The suitability of a model for its intended purpose depends on choices that the modeler makes. There are three fundamental choices:
- The data
- The response variable
- The explanatory variables
#The Data
How were the data collected? Are they a random sample from a relevant sampling frame? Are they part of an experiment in which one or more variables were intentionally manipulated by the experimenter, or are they observational data? Are the relevant variables being measured? (This includes those that may not be directly of interest but which have a strong influence on the response.) Are the variables being measured in a meaningful way? Start thinking about your models and the variables you will want to include while you are still planning your data collection.

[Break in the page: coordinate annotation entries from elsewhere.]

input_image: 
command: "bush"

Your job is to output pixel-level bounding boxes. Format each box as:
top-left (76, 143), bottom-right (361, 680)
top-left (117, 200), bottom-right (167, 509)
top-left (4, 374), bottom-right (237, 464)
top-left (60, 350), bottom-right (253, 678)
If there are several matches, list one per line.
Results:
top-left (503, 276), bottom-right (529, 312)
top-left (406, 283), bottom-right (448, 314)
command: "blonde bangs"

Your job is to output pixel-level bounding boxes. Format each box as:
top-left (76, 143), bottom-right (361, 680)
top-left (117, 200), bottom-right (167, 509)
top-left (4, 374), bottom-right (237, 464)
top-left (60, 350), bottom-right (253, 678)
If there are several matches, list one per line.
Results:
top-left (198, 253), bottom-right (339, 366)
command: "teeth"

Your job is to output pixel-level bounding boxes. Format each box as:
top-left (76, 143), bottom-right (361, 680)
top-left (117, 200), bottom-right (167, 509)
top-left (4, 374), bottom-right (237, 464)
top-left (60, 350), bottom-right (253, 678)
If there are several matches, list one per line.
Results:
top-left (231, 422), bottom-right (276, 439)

When you are confronted with a situation where your data are not suitable, you need to be honest and realistic about the limitations of the conclusions you can draw.
#The Response Variable
The appropriate choice of a response variable for a model is often obvious. The response variable should be the thing that you want to predict, or the thing whose variability you want to understand. Often, it is something that you think is the effect produced by some other cause.
For example, in examining the relationship between gas usage and outdoor temperature, it seems clear that gas usage should be the response: temperature is a major determinant of gas usage. But suppose that the modeler wanted to be able to measure outdoor temperature from the amount of gas used. Would it make sense to take temperature as the response variable, what do you think?
Similarly, wages make sense as a response variable when you are interested in how wages vary from person to person depending on traits such as age, experience, and so on.
But suppose that a sociologist was interested in assessing the influence of income on personal choices such as marriage. Then the marital status might be a suitable response variable, and wage would be an explanatory variable.
#Explanatory Variables
Much of the thought in modeling goes into the selection of explanatory variables and we will see several ways to decide if an explanatory variable ought to be included in a model. Of course, some of the things that shape the choice of explanatory variables are obvious. Do you want to study gender-related differences in wage? Then gender had better be an explanatory variable. Is temperature a major determinant of the usage of natural gas? Then it makes sense to include it as an explanatory variable.
You will see situations where including an explanatory variable hurts the model, so it is important to be careful. A much more common mistake is to leave out explanatory variables. Unfortunately, few people learn the techniques for handling multiple explanatory variables and so your task will often need to go beyond modeling to include explaining how this is done.
When designing a model, you should think hard about what are potential explanatory variables and be prepared to include them in a model along with the variables that are of direct interest.